O prefeito rejeita, porém, a comparação entre a sua
PPP e as privatizações, e critica o leilão do pré-sal dos campos de Libra,
realizado no ano passado pelo governo federal. “O petróleo é um patrimônio, ali
você tem um ativo, é um setor estratégico. Uma coisa é entregar esse patrimônio
para a iniciativa privada, outra coisa é fazer uma PPP e dar um porcentual para
alguém oferecer um serviço que a prefeitura não conseguiria.”
Embora elogie
os programas federais, o prefeito diz que sua
administração se diferencia daquelas do PT. Seu principal argumento é o
orçamento participativo, que ali ganhou o nome de Congresso do Povo. “É a
experiência que o PT teve em prefeituras como Belém e Porto Alegre, mas
melhorada.
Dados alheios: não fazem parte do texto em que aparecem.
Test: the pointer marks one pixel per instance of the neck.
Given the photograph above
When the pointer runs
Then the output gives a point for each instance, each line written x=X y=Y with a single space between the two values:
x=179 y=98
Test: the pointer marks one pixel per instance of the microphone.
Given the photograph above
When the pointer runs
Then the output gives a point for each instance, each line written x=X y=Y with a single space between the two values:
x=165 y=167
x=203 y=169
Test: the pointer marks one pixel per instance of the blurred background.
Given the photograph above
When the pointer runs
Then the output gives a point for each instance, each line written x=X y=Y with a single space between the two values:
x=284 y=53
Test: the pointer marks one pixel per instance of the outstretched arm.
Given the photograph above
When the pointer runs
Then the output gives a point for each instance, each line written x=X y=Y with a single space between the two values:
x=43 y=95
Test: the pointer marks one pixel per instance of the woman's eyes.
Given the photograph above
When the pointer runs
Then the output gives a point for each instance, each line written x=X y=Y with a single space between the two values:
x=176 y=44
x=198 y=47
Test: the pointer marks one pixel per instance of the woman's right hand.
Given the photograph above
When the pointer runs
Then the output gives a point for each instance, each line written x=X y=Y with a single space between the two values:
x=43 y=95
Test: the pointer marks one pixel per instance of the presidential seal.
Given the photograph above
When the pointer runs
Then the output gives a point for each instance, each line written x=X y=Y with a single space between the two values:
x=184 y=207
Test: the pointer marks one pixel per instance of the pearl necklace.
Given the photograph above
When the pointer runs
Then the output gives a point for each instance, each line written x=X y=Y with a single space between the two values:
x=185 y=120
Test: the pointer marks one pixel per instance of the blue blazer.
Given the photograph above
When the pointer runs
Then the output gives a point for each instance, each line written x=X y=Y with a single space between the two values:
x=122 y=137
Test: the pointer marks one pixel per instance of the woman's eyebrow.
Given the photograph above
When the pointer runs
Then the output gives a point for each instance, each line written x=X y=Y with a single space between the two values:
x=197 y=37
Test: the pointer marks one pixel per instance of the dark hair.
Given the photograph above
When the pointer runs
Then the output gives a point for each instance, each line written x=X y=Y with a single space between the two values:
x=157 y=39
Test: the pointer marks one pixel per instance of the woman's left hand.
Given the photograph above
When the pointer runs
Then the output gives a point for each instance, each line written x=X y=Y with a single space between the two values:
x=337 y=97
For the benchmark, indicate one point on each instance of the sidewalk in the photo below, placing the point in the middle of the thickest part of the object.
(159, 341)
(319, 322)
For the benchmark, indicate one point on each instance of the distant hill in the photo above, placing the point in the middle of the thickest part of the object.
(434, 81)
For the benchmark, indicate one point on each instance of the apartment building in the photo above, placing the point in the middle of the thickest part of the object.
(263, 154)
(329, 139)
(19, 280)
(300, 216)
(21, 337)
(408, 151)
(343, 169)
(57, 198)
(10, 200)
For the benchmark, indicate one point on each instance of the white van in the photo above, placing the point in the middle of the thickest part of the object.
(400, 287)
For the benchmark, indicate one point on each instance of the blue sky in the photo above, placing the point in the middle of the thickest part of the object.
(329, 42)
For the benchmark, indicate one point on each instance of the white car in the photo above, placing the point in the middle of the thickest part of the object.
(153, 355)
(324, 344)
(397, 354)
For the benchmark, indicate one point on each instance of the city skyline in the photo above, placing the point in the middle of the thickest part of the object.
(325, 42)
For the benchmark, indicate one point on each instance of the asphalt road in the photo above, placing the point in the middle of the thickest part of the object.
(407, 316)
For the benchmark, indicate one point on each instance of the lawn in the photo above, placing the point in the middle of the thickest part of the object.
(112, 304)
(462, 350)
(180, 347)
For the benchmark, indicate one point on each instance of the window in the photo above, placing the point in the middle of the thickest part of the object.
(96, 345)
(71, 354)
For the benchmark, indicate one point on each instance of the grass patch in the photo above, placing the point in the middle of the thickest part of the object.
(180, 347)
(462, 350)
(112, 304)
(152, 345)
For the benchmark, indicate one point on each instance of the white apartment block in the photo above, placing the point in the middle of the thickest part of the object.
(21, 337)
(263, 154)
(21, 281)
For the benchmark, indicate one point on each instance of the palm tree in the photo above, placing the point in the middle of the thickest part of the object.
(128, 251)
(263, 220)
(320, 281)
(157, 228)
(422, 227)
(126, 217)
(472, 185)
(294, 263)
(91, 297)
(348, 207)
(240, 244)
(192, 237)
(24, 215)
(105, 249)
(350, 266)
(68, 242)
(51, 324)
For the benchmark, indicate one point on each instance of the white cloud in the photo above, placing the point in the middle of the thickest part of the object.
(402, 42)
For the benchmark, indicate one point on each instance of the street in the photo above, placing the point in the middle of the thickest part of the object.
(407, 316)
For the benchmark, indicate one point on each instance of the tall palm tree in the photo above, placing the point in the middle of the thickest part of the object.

Fizemos um amplo processo de mobilização e nivelamento de informação.
O que é a prefeitura? Qual é o seu papel? Como funciona o orçamento? Basicão, o
bê-á-bá. O resultado foi extraordinário.”
O caminho do PSOL, vislumbra, está em seguir as
bandeiras históricas esquecidas pelos petistas. “Não fui para o PSOL negar a
minha história, jogar no lixo a minha militância no PT ou construir o PSTU do
B”, compara. “O melhor slogan do PT era: ‘Combater a corrupção e melhorar a vida
do povo’. Então, o que nós vamos fazer de diferente é não seguir o caminho que o
PT seguiu depois.” Por ora, o sindicalista se equilibra entre os sonhos sem
peias da militância e as limitações da realpolitik.